Shopping Cart

No products in the cart.

Reply To: The Child of Symbolic Disguise,” with Norland Téllez, Ph.D.”

#74575

That is so beautiful, sunbug, and really encapsulates the notion of interbeing. I know of his sad passing—but sad only for us, as he seems to have been in complete peace with the finitude of our mortal existence, our passing state of consciousness in time. RIP Oh most gentle Master of Wisdom—a true philosopher in his own right.

Maya dawning as a concept of interbeing emphasizes the organic force or elan vital of life, its desire to maintain and reproduce itself, to escape the prison of being in itself, the dormant state of “inanimate” matter. Thus the notion of libido is also a strong concept of interbeing as a broad “sexual” energy for the desire of being, to be a being-for-itself, the desire to create and re-create itself in time, through an evolutionary process of self-creation.

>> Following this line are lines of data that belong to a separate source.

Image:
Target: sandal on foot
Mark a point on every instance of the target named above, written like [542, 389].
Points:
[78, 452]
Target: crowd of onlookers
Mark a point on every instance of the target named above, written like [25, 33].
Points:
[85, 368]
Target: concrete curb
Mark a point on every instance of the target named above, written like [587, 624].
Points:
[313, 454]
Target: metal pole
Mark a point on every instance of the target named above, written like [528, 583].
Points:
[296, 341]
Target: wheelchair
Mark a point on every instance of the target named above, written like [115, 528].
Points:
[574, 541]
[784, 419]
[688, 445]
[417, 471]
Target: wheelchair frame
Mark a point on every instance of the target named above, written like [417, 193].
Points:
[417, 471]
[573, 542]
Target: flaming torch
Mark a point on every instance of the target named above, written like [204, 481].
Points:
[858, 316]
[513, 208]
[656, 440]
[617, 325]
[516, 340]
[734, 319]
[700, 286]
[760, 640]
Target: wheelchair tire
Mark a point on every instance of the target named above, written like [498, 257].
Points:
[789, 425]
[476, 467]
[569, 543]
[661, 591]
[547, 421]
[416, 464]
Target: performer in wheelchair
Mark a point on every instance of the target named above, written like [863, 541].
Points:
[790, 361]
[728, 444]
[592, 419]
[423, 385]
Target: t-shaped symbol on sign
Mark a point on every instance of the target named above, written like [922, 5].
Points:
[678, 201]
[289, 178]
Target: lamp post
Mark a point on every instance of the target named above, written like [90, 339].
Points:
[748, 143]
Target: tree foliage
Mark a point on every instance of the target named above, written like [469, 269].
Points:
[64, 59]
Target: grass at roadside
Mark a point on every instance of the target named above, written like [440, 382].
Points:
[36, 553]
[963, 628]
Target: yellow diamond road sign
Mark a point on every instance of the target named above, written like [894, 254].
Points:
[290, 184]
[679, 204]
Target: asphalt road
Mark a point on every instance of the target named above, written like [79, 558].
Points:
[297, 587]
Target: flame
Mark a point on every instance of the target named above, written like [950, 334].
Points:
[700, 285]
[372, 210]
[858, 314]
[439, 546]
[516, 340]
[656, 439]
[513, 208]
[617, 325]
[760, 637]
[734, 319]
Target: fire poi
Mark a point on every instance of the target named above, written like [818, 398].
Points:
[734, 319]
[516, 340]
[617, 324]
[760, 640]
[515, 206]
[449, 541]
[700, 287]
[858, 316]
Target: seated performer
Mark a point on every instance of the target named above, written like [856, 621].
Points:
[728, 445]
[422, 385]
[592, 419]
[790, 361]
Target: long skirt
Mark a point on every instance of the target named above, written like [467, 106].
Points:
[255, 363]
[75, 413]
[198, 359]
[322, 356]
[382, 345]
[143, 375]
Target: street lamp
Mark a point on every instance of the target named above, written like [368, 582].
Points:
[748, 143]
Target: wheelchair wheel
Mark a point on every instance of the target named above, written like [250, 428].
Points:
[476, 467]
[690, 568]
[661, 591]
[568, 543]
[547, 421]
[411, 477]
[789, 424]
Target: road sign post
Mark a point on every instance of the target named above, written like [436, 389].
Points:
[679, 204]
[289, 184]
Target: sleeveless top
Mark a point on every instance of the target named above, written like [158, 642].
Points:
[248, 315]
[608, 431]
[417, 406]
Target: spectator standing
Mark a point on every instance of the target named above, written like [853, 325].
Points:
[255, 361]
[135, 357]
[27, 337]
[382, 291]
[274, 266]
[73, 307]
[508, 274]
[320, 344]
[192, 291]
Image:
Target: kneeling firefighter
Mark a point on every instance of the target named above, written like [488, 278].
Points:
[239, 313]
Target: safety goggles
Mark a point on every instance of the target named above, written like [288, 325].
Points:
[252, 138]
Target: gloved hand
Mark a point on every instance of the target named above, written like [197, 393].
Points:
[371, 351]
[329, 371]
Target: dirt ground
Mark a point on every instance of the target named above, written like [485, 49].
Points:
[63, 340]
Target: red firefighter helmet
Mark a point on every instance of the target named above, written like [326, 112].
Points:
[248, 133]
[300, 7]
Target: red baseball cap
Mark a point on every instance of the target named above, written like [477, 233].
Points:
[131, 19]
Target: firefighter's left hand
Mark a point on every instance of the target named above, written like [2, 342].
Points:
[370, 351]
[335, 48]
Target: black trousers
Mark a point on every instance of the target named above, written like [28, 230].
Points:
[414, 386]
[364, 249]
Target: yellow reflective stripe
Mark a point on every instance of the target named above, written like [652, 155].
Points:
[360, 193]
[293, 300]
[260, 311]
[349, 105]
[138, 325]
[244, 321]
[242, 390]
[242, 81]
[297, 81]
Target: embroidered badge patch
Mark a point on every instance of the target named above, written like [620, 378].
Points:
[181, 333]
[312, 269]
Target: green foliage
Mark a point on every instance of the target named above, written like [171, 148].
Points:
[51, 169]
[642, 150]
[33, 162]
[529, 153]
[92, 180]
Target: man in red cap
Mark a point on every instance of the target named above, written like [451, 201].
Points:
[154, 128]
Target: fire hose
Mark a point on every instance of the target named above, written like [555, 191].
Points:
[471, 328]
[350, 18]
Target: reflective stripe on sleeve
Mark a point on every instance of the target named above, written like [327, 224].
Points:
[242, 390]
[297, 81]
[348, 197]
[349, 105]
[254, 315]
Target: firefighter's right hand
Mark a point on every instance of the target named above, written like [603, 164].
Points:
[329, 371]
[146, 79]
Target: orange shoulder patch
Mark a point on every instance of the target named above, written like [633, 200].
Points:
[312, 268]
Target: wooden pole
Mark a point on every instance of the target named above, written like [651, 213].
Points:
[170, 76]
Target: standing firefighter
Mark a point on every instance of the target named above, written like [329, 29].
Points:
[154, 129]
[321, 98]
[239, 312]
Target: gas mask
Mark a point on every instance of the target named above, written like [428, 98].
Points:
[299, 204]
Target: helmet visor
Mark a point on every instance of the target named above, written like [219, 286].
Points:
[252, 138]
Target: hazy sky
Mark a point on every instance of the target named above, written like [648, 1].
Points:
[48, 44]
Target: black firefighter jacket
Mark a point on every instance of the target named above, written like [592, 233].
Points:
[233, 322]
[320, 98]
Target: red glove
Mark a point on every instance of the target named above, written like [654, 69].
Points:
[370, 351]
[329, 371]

We also know that the metaphor of farming, even better than the birds and the bees, explains the whole process of organic sexual reproduction, without which there would be no trees, no animals, and no mind to make the piece of paper the Master holds in his hand. That is why libido is a concept of universal soul which is closer to the antique sense, as in Aristotle’s de Anima, and why its passage through the human race grants us access to a truly transcendent force, the very source of the experience of the transcendent.

Since my Mythblast this week tried to emphasize the Freudian strain of the Hero with a Thousand Faces we might as well elaborate a Freudian concept of interbeing which is, in fact, much closer to the notion of Maya dawning. Sexuality in this broad sense of “dawning”, of organic production and reproduction across all forms of life, is a quintessentially  “Freudian” conception of interbeing. That is to say, libido is so close to the inter nature of soul that it is virtually indistinguishable from sexuality. That was Freud’s great discovery, not that sexuality was some kind of “lower” purely biological instinct that governs the mind, but that it is the most metaphysical of all forces as the speculative identity of libido and death-drive.

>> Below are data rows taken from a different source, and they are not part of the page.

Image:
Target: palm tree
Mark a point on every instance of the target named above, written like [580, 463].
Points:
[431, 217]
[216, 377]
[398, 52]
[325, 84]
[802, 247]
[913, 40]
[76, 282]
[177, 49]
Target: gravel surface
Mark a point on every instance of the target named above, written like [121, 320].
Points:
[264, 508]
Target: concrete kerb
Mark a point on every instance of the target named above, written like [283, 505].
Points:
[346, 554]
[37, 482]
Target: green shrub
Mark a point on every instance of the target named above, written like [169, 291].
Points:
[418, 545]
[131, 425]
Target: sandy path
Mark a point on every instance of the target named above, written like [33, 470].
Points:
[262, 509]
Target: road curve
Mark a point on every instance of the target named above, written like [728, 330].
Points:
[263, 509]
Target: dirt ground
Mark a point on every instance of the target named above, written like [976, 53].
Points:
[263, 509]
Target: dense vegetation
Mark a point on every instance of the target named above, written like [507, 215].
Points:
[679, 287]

Although sometimes the Buddhist elaboration of the concept of interbeing may sound more cloud-like, more poetic, as thin as a piece of paper, it is no less genuine in its existential depth. This comes out nicely in Thicht Nahn Hahn’s notion of engaged buddhism as well—not to mention everything that comes under the heading of his political activism or engagement with the world. For there are profound political implications of a philosophy of interbeing, as politics is the realm of the polis—including the police!— in which we figure out how we humans can get along with each other, how are we to co-exist fairly and equatibly, employing the mediation of the state or government, and institutions like the judicial system and the carceral state.